Shep laughed. “That girl will do anything, won’t she?”
“I’ll get them back,” said Roger.
“What a great bunch we are,” said Poppy. “First you and James flimflam an old lady and now this possession-haunted girl comes along and lifts a pair of expensive earrings.” Then she smiled. “They really are splendid,” she added to Roger. “Did you design them?”
Roger nodded.
“You have talent!” said Poppy, and her eyes were soft.
James was helpless with rage. He knocked the evening paper off the coffee table and proceeded to tear it to pieces. I tried to rescue at least part, as I had not had time to read it, but James only snarled and bared his teeth and slashed with his claws, so I left him alone.
“Want to join us for dinner?” I asked him a little later.
He shook his head and as we went out he walked upstairs, his tail flicking angrily back and forth.
I spent part of the next morning taking stock. The models were at Huntingdown being photographed. They did not need my attention. Two pieces of research were progressing nicely. James was back at work at Thwaites. The topaz earrings were still in Ellen’s hands, but I felt sure they would be returned in due time.

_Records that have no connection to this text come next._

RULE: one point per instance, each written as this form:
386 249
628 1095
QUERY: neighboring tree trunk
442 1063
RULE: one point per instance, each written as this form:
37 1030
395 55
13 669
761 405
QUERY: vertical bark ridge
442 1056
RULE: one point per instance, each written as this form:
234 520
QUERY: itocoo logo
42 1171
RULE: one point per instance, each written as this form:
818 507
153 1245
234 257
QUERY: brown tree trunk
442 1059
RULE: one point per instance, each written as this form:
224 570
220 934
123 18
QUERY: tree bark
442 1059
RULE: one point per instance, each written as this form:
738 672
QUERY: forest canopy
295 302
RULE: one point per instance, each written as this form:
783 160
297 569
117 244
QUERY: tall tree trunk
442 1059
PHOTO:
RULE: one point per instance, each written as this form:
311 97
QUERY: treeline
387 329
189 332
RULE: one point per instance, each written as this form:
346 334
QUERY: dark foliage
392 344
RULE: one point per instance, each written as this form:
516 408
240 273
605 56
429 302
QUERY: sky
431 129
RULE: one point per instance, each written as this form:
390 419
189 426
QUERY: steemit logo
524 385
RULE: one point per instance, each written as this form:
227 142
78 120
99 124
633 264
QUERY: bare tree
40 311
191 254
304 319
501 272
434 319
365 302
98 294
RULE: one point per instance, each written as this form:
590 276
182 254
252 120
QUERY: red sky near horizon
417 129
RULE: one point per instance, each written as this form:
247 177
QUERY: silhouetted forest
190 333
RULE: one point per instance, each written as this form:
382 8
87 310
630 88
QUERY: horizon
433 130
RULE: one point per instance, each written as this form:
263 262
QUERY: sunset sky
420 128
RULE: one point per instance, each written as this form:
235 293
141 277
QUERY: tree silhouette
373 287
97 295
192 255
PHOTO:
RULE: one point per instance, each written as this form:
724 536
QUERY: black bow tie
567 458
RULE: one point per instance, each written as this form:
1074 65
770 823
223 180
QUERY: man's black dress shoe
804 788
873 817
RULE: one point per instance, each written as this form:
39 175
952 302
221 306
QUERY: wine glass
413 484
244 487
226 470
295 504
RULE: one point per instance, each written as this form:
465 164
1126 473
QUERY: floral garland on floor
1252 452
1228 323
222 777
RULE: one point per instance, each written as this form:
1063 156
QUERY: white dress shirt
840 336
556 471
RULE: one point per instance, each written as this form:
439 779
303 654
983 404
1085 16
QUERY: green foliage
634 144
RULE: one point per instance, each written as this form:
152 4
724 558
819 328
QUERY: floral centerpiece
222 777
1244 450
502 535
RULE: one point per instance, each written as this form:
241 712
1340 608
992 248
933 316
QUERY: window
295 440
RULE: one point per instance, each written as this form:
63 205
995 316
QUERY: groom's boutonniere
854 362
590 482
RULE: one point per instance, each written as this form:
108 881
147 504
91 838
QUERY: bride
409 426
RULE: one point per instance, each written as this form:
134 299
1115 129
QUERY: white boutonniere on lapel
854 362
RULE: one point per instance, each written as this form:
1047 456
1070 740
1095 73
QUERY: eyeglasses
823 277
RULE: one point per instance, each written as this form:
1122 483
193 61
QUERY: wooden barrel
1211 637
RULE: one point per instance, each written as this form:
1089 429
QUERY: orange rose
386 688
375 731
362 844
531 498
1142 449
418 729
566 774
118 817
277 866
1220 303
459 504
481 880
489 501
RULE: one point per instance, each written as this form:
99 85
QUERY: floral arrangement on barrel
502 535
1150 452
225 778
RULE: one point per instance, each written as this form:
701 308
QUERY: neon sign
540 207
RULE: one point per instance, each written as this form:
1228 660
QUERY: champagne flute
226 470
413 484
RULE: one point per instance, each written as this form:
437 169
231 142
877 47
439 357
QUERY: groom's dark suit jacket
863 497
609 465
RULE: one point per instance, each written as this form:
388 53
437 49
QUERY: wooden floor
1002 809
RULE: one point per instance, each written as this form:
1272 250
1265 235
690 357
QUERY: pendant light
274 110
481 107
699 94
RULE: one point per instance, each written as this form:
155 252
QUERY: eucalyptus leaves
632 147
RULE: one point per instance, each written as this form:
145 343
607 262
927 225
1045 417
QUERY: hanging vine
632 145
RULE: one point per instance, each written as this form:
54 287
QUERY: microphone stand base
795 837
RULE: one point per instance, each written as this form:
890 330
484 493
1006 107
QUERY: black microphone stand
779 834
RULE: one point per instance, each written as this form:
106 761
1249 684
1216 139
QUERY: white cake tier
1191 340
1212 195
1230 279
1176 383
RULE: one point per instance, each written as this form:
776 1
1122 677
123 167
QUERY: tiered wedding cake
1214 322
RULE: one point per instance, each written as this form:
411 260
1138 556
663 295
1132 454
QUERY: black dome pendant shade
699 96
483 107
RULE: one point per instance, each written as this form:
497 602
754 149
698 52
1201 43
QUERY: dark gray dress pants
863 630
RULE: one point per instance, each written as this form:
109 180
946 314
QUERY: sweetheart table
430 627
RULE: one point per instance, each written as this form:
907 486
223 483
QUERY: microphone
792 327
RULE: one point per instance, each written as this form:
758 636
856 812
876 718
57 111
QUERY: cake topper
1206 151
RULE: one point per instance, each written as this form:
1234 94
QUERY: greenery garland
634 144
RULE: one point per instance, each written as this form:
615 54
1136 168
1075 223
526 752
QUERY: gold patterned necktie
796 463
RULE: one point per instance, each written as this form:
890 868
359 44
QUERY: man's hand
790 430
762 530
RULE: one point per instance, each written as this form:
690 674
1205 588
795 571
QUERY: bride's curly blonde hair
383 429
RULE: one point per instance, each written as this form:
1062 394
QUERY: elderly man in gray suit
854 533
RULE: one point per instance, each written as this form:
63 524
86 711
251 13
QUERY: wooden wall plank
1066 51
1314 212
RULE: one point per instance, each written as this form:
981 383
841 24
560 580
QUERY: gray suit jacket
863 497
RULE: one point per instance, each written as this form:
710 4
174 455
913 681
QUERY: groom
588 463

I decided to stop in at Thwaites to see what was coming up. After looking at what was on show in the great room, I wandered up to the third floor to see Peter.
Marilyn, who usually greets me when I arrive, was standing comforting an older woman who was sitting in the chair Marilyn usually uses, sobbing into an already soaked handkerchief. James was sitting on Marilyn’s desk watching intently.
“I wish I knew how to help,” said Marilyn to the woman.
“I wish you did too,” said the woman between sobs. “It’s just that I am frightened all the time and I don’t know why. I feel a little safer here.” Her sobs subsided somewhat.
“Have you ever thought of seeing a psychiatrist?” Marilyn asked. “I think one might be able to help you.”